What Lehman and his two playing partners couldn’t have known was that within seconds, the three golfers would be witness to something rare — back-to-back holes in one from the trio.
Steve Spina, a guest at the course and playing second on the hole, made a hole-in-one with a 7-iron. Chuck LaVarnway, playing last in the threesome, then holed his own tee shot with a 5-hybrid.
“The funny part was we are playing a game where one guy can win all the money if he wins by two strokes,” said LaVarnway of the double aces on Sept. 23. “So I hit my shot, and I’m thinking I have to make a 2, and it was going at the pin and I turned away, knowing that I hit it very well. But I turned away and Rick goes, ‘That went in.’ And I said, ‘oh, come on.’”
“I thought I won a few bucks on that hole until Chuck hit his ball,” Spina laughed.

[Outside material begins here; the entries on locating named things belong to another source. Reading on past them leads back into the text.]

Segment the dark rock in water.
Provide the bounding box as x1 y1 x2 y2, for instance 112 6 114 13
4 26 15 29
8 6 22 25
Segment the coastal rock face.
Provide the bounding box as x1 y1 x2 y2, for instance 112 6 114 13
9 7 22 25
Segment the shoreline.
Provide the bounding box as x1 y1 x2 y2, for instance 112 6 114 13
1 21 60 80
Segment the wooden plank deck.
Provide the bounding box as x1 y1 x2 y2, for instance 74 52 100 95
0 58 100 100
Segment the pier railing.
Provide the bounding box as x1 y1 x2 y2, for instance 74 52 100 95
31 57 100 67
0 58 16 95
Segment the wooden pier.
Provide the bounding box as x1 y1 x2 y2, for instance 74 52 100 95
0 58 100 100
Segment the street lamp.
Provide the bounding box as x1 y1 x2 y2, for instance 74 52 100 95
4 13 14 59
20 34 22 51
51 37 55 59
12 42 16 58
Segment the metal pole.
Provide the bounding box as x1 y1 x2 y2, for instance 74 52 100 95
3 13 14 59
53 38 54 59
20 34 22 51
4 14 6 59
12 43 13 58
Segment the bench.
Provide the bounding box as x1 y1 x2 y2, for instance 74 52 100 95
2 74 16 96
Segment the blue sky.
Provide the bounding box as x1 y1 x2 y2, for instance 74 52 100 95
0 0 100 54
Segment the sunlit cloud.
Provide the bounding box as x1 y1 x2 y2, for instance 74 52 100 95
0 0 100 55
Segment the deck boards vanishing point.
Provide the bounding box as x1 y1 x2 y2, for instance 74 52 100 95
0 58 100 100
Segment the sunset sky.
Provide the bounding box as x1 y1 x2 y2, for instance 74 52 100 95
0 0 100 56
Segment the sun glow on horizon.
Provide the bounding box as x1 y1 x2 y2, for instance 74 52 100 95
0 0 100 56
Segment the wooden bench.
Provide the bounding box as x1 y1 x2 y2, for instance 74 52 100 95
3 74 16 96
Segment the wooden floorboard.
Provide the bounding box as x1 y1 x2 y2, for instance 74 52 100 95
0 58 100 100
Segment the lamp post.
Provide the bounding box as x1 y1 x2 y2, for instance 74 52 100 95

The odds of an amateur golfer making a hole-in-one are 12,500 to one. The odds of consecutive holes in one, according to the PGA of America’s website, are about 17 million to 1.
Lehman, LaVarnway and Spina play golf often at Andalusia. Lehman and LaVarnway are members of the club and Spina, a part-time La Quinta resident who lives in Burlingame near San Francisco, as a guest of his brother-in-law who is an Andalusia member. On this day the threesome was playing a game called Nine Points, meaning the winner of a hole gets five points, the second-best score gets three points and the highest score on the hole gets just one point.
Lehman’s shot didn’t offer much inspiration to his playing partners, he said, missing the green on the downhill par-3 with water in front. Spina then hit his 7-iron.
“It was in all the way,” Lehman said.
“It hit three feet in front and rolled right in,” Spina said of his fourth career ace.
Second ace same as the first
Then came LaVarnway’s turn.
“We high-fived, and Chuck was like, whatever, and he walked to the cart to get a different club,” Lehman said.
“Chuck goes, oh, I feel a little breeze, so he goes back and gets a different club (a 5-hybrid) and then he hits it, and it goes right in, the exact same line,” Spina said. “It was crazy.”
“They were almost identical shots, to be honest with you,” Lehman said. “They both went straight at the hole. I think the ball marks were a foot or so away from each other, and they both just bounced a couple of times and disappeared. It was crazy.”
For LaVarnway, it was his 10th career ace. But Spina, LaVarnway and Lehman all said they have never seen two aces from the same group before, much less on consecutive swings.
“And we are all jumping up and down like a couple of kids,” Lehman said.
“We are glad Rick was there (as witness), otherwise no one would believe us,” Spina said.
Perhaps the only downside of the two aces is that they came so early in the round.
“We walked onto the eighth tee box and, well, something like that, the excitement, it’s over,” Lehman said. “Stuff like that should last longer, the excitement. We did talk about it all day. How could that have happened?”